Adolphe se dit en lui-même : ─ Caroline veut une robe.

Le pauvre homme !…

Quelque temps après, monsieur Deschars a renouvelé la chambre de sa femme. Puis monsieur Deschars a fait remonter à la nouvelle mode les diamants de sa femme. Monsieur Deschars ne sort jamais sans sa femme, ou ne laisse sa femme aller nulle part sans lui donner le bras.

Si vous apportez quoi que ce soit à Caroline, ce n’est jamais aussi bien que ce qu’a fait monsieur Deschars. Si vous vous permettez le moindre geste, la moindre parole un peu trop vifs ; si vous parlez un peu haut, vous entendez cette phrase sibilante et vipérine :

— Ce n’est pas monsieur Deschars qui se conduirait ainsi ! Prends donc monsieur Deschars pour modèle.

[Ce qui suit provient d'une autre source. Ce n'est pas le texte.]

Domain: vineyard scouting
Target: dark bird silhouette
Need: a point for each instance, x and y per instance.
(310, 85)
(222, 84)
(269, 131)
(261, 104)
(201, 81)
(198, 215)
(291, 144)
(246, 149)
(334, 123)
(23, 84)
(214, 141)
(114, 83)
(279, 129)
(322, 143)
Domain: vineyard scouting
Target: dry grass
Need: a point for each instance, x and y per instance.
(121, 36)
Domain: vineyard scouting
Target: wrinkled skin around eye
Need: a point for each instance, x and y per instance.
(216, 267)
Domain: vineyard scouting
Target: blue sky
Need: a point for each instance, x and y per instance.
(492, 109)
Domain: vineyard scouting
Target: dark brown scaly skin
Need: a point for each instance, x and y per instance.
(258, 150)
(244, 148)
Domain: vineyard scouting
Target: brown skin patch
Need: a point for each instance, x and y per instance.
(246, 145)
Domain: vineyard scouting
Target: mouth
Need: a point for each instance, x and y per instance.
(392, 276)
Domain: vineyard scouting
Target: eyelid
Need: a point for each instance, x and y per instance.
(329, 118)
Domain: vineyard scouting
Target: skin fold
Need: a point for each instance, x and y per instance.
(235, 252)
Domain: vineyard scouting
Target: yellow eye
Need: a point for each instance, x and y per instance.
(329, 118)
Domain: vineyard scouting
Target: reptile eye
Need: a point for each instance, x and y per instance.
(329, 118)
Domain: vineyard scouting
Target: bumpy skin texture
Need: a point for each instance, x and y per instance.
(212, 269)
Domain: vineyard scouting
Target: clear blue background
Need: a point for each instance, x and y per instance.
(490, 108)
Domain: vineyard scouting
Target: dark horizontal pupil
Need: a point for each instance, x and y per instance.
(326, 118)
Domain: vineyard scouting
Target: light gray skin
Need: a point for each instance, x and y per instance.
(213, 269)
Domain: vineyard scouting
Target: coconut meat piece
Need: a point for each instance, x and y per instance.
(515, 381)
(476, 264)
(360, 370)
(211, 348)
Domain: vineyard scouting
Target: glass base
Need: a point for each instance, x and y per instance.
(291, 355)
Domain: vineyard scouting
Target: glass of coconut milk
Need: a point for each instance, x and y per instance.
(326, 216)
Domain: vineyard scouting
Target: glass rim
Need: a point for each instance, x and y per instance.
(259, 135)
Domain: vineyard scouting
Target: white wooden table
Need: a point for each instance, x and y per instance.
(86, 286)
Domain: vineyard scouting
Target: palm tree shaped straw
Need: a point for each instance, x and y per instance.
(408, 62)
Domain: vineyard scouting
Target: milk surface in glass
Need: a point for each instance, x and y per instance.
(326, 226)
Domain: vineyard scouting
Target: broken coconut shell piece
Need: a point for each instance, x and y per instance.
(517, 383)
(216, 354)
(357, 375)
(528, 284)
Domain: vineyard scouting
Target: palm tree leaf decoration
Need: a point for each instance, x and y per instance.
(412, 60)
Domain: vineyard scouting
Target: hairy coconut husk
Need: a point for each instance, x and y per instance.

Enfin, l’imbécile monsieur Deschars apparaît dans votre ménage à tout moment et à propos de tout.

Ce mot : « ─ Vois donc un peu si monsieur Deschars se permet jamais… » est une épée de Damoclès, ou ce qui est pis, une épingle ; et votre amour-propre est la pelote où votre femme la fourre continuellement, la retire et la refourre, sous une foule de prétextes inattendus et variés, en se servant d’ailleurs des termes d’amitié les plus câlins ou avec des façons assez gentilles.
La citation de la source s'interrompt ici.